Skipper's Seat

Skipper's Seat: August 2009

August 25, 2009 - Believe me when I tell you that you’re in for a surprise tomorrow. For that is when the next issue of Trade-a-Boat hits the news-stands. This is no ordinary edition —
we’ve devoted the magazine to the unbridled passion that is adventure. The Book of Dreams in more ways than one.

You really must read seasoned adventurer, Don McIntyre’s fascinating and moving story on the building of 16-year-old Jessica Watson’s S&S 34. Don and his lifelong partner Margie are devoted to giving back something to budding adventurers. So after they met with Jessica they went shopping for her boat. Dubbed Pink Lady for obvious reasons, the yacht was bought from betwixt the pages of Trade-a-Boat.
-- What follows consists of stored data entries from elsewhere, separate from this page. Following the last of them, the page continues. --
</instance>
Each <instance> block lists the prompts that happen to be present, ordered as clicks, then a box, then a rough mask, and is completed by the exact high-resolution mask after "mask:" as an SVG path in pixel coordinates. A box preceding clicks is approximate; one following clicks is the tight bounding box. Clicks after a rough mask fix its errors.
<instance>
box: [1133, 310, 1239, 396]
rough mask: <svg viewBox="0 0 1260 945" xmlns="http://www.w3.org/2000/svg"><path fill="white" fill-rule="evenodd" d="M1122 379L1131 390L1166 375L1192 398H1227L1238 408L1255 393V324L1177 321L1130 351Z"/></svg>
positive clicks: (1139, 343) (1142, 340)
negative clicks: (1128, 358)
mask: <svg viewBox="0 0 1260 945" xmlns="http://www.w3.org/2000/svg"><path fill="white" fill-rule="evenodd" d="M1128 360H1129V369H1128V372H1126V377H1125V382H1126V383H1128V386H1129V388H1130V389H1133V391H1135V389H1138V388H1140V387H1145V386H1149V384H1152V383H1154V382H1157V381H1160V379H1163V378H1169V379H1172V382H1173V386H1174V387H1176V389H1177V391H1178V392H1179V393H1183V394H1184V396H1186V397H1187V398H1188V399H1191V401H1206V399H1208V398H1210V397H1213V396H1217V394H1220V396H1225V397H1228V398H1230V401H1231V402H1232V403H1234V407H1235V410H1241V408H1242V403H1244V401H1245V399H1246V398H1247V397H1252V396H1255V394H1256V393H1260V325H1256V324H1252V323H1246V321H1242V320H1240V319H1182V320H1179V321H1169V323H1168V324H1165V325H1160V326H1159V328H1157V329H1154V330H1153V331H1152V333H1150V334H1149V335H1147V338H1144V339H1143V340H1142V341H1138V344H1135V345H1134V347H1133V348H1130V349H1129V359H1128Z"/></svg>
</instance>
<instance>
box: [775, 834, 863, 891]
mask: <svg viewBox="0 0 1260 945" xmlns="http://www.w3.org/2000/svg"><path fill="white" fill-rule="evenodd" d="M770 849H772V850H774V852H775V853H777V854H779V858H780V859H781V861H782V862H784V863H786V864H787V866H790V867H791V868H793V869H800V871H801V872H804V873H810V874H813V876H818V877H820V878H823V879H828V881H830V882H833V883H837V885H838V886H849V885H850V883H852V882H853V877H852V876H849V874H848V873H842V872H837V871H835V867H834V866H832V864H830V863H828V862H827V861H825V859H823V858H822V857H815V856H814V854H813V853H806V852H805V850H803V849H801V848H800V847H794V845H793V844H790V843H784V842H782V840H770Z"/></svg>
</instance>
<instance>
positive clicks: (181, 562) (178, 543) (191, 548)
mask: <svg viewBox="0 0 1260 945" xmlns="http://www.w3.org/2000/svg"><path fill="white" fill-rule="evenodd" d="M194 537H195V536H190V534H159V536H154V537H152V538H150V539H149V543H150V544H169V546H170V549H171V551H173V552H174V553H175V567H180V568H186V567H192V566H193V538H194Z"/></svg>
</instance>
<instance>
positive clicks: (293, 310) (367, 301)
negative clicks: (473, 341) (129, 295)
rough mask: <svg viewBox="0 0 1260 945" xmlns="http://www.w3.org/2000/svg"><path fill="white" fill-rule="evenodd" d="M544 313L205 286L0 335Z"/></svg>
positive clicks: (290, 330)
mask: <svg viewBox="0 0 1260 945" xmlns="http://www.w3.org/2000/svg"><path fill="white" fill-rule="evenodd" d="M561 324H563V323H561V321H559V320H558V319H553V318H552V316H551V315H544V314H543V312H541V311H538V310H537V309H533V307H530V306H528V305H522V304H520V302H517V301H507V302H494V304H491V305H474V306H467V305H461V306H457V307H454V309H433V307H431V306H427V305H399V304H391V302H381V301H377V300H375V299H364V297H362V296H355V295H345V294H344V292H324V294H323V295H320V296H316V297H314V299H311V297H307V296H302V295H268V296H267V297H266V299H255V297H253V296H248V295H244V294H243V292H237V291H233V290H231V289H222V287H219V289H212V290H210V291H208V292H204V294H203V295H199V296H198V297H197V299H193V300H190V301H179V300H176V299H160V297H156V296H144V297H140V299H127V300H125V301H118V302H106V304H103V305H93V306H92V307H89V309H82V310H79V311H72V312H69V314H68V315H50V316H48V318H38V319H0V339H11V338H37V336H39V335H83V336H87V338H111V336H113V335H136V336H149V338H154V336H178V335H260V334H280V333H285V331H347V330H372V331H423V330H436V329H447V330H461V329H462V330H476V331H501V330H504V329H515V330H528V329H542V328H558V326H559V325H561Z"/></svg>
Next, the McIntyres advertised in Trade-a-Boat for helping hands that could contribute to the rebuilding of the boat. There was a great response and within no time the Trade-a-Boat crew was poised with tools at the ready. The yacht was stripped back, all the deck fittings were removed, and therein began the making of Jessica’s new home on the high seas.

While the budget was extended to put everything in Jessica’s favour during next month’s quest to be the youngest person to ever sail solo, non-stop, unassisted, around the world, Don says it’s entirely feasible to put your own circumnavigator together for about $100,000. Rent the house out and you can pay for the running costs and spending money at all those ports of call.

From here, we launch into the world of luxury adventure, with an in-depth test of the Hampton 650 Endurance passagemaker, with pilothouse, Portuguese bridge, stabilisers, and twin Caterpillar engines for long-range cruising. The double-chine hull represents the current thinking in adventure motoryachts —
the boat can go as fast or as slow as the depth of your pockets and time permit.

The High Seas 63 from Allan Barnett is a steal, that is, a steel motoryacht built on the same foundations and principles as many of Tasmania’s hardest-working trawlers. Besides being a boatbuilder of great repute, Barnett is a seasoned Southern Ocean trawlerman, who has fished through the boom-and-bust orange roughie fishery on the deep southern sea mountains, and now turns his hand to trawling on the reopened scallop grounds in Bass Strait. Think deadliest catch, but in our backyard. And if you want a boat that you can drive onto a beach or that can survive hitting a reef, then this long-range lady is your baby. Such is the finish you wouldn’t even know she’s built from steel.

Our yachting writer, Allan Whiting, comes back beaming after his test sail of Seawind’s 1160 in the Whitsundays during the Australian cat-builder’s annual rally. Right now, as you read this, more than 1000 sailors will be enjoying their adventures during Hamilton Island Race Week. Look for our footage online. Just about every desirable cruising location I happen on along the Australian coast is home to a Seawind or three.

Of course, adventure is a subjective thing. You can get it on the sweet-running single-engined Back Cove 33 in this issue. And you can gad about your local waterways on a pocket sportscruiser such as the Bayliner 245 that we tested on the Gold Coast during a just-add-water backyard adventure.

For all intents and purposes, spring has sprung. It’s time to get the boat ready for your own take on adventure. If you haven’t got a boat, now’s the time to buy. There are hundreds of fitting secondhand adventure boats in Trade-a-Boat. Our popular column titled Preloved features the wonderful Phoebe, a Millkraft made to sate one man’s dream of the perfect coastal cruiser.

Not that it’s always smooth sailing. Around-the-world solo sailor, young Jesse Martin once wrote that the greatest sense of achievement comes from extending yourself, taking yourself outside your comfort zone, and coming through with flying colours. And as you can see, Don McIntyre has endured some hardship at sea before. His ‘knockdown video’ on our website has scored the most hits of any video thus far. Gotta love that red crash helmet.

Read about our passage-safety feature in tomorrow’s Trade-a-Boat, play it safe, set sail and see you on the water during our travels and adventures.